For any writer worth her or his salt, Politics and the English Language, Why I Write and Writer and the Leviathan are must-reads that should be imbibed into the system. When I compiled the above three essays for a volume one year ago, Ramachandra Guha wrote in the Foreword: “[Orwell’s] clarity of language, his moral courage, and his principled independence from party politics set him apart from the other writers of his generation, and from those who have followed since.”

Orwell was always consistent with his claim that prose degenerated into purple passages whenever it lacked political purpose. And as Orwell once said: “[English] becomes ugly and inaccurate because our thoughts are foolish, but the slovenliness of our language makes it easier for us to have foolish thoughts.” He died an untimely death, and that is a pity.

Now, many readers may think this is a devious digression — from someone as meticulous and marvellous as Orwell to, well, a carefree and iconoclastic Hunter S Thompson. But Thompson, mainly due to his irreverence to everything around him, shaped the way I thought and wrote. And I was particularly in awe of the company (of the New Journalism ‘movement’) he kept.
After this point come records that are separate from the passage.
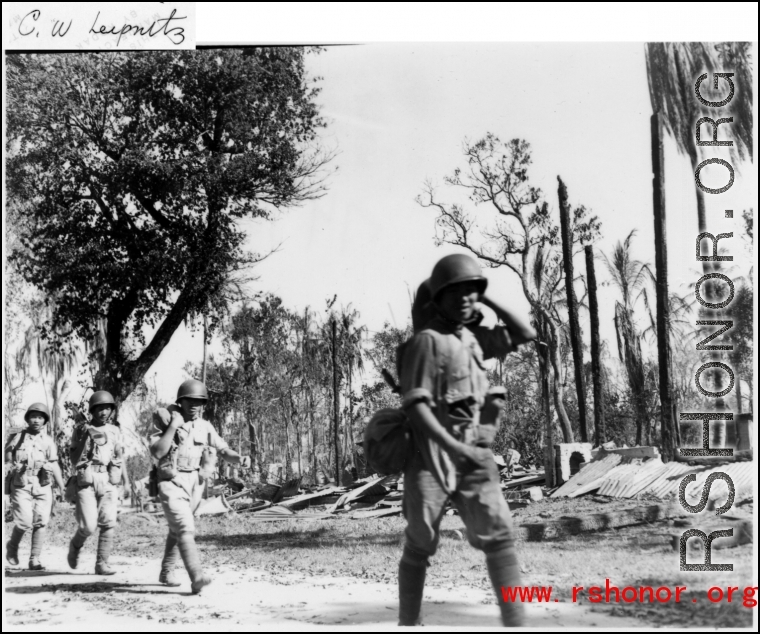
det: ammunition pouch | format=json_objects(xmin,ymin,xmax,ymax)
[
  {"xmin": 148, "ymin": 466, "xmax": 159, "ymax": 497},
  {"xmin": 476, "ymin": 388, "xmax": 507, "ymax": 448},
  {"xmin": 37, "ymin": 467, "xmax": 52, "ymax": 488},
  {"xmin": 64, "ymin": 475, "xmax": 78, "ymax": 504},
  {"xmin": 76, "ymin": 464, "xmax": 94, "ymax": 487},
  {"xmin": 108, "ymin": 464, "xmax": 122, "ymax": 486},
  {"xmin": 4, "ymin": 471, "xmax": 13, "ymax": 496},
  {"xmin": 198, "ymin": 446, "xmax": 218, "ymax": 480},
  {"xmin": 13, "ymin": 468, "xmax": 28, "ymax": 489}
]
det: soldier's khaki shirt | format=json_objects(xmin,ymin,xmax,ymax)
[
  {"xmin": 5, "ymin": 430, "xmax": 58, "ymax": 473},
  {"xmin": 70, "ymin": 422, "xmax": 123, "ymax": 467},
  {"xmin": 399, "ymin": 315, "xmax": 514, "ymax": 493}
]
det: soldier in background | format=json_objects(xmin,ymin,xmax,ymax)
[
  {"xmin": 67, "ymin": 391, "xmax": 124, "ymax": 575},
  {"xmin": 5, "ymin": 403, "xmax": 65, "ymax": 570},
  {"xmin": 150, "ymin": 379, "xmax": 250, "ymax": 594}
]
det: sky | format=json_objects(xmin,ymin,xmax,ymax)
[{"xmin": 10, "ymin": 42, "xmax": 756, "ymax": 417}]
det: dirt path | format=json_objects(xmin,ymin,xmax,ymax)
[{"xmin": 5, "ymin": 545, "xmax": 649, "ymax": 630}]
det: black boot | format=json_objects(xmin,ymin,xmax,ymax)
[
  {"xmin": 486, "ymin": 547, "xmax": 525, "ymax": 627},
  {"xmin": 398, "ymin": 546, "xmax": 428, "ymax": 626},
  {"xmin": 6, "ymin": 526, "xmax": 25, "ymax": 567}
]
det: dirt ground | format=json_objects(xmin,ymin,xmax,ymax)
[
  {"xmin": 4, "ymin": 544, "xmax": 653, "ymax": 631},
  {"xmin": 3, "ymin": 495, "xmax": 756, "ymax": 630}
]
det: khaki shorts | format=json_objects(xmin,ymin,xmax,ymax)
[
  {"xmin": 158, "ymin": 470, "xmax": 205, "ymax": 536},
  {"xmin": 11, "ymin": 479, "xmax": 53, "ymax": 530},
  {"xmin": 75, "ymin": 471, "xmax": 118, "ymax": 533}
]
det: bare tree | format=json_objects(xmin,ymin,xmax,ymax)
[{"xmin": 418, "ymin": 134, "xmax": 601, "ymax": 443}]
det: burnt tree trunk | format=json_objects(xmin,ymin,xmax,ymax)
[
  {"xmin": 557, "ymin": 177, "xmax": 589, "ymax": 443},
  {"xmin": 584, "ymin": 245, "xmax": 605, "ymax": 446},
  {"xmin": 651, "ymin": 113, "xmax": 676, "ymax": 462},
  {"xmin": 331, "ymin": 318, "xmax": 341, "ymax": 485}
]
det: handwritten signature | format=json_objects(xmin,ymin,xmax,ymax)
[
  {"xmin": 16, "ymin": 6, "xmax": 187, "ymax": 47},
  {"xmin": 91, "ymin": 9, "xmax": 186, "ymax": 46}
]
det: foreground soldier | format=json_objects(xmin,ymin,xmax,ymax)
[
  {"xmin": 5, "ymin": 403, "xmax": 64, "ymax": 570},
  {"xmin": 398, "ymin": 254, "xmax": 536, "ymax": 627},
  {"xmin": 67, "ymin": 391, "xmax": 124, "ymax": 575},
  {"xmin": 151, "ymin": 379, "xmax": 250, "ymax": 594}
]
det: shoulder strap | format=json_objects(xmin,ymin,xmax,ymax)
[
  {"xmin": 70, "ymin": 426, "xmax": 91, "ymax": 466},
  {"xmin": 12, "ymin": 432, "xmax": 27, "ymax": 461}
]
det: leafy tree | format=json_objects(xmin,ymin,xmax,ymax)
[{"xmin": 7, "ymin": 48, "xmax": 333, "ymax": 404}]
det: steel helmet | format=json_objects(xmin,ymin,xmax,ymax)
[
  {"xmin": 24, "ymin": 403, "xmax": 50, "ymax": 423},
  {"xmin": 89, "ymin": 391, "xmax": 116, "ymax": 413},
  {"xmin": 411, "ymin": 279, "xmax": 437, "ymax": 333},
  {"xmin": 177, "ymin": 379, "xmax": 209, "ymax": 402},
  {"xmin": 429, "ymin": 254, "xmax": 487, "ymax": 300}
]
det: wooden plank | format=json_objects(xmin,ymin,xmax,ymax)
[
  {"xmin": 277, "ymin": 486, "xmax": 344, "ymax": 509},
  {"xmin": 351, "ymin": 507, "xmax": 403, "ymax": 520},
  {"xmin": 516, "ymin": 503, "xmax": 679, "ymax": 542},
  {"xmin": 501, "ymin": 473, "xmax": 545, "ymax": 489}
]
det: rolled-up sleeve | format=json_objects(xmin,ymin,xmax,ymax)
[
  {"xmin": 472, "ymin": 325, "xmax": 515, "ymax": 360},
  {"xmin": 399, "ymin": 333, "xmax": 439, "ymax": 411}
]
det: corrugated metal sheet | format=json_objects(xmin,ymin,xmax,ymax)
[
  {"xmin": 552, "ymin": 453, "xmax": 622, "ymax": 497},
  {"xmin": 638, "ymin": 461, "xmax": 698, "ymax": 498},
  {"xmin": 595, "ymin": 459, "xmax": 659, "ymax": 497},
  {"xmin": 682, "ymin": 461, "xmax": 756, "ymax": 504},
  {"xmin": 617, "ymin": 460, "xmax": 679, "ymax": 498},
  {"xmin": 555, "ymin": 453, "xmax": 755, "ymax": 502}
]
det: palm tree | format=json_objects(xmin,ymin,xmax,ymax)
[
  {"xmin": 603, "ymin": 231, "xmax": 653, "ymax": 445},
  {"xmin": 17, "ymin": 310, "xmax": 80, "ymax": 435},
  {"xmin": 645, "ymin": 42, "xmax": 753, "ymax": 234}
]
A great collection that I still admire is The New Journalism, edited by Tom Wolfe and EW Johnson. This comprised the best ‘literary’ journalistic pieces I have ever read, written by — apart from Thompson and Wolfe — Rex Reed, Norman Mailer and Truman Capote. Fully doped, Thompson wrote The Kentucky Derby is Decadent and Depraved, a seminal sports article; it still remains a marvel in both journalism and literature — a rare achievement.

Thompson’s much-publicised work is the Fear and Loathing series. Nevertheless, his short works, published mostly posthumously, really stand out. In The Mailbox he talks about his confrontation with the FBI and he sums the article thus: “Never believe the first thing an FBI agent tells you about anything — especially not if he seems to believe you are guilty of a crime.”

If you are in the august company of Orwell and/or Thompson, who needs to dope? Or a stiff drink?

Tailpiece

I used to work with a national weekly some years ago. We were bringing out a special on Orwell on his 50th death anniversary. A trainee sub-editor was asked to make the page in which we were reproducing Politics and the English Language. When I was checking the page before sending it to the press I realised there was something amiss in the Orwell classic. What happened, I asked the scribe. His reply: “Well, the whole article did not fit in the page, so I had to edit it.” Now, that is what I call guts.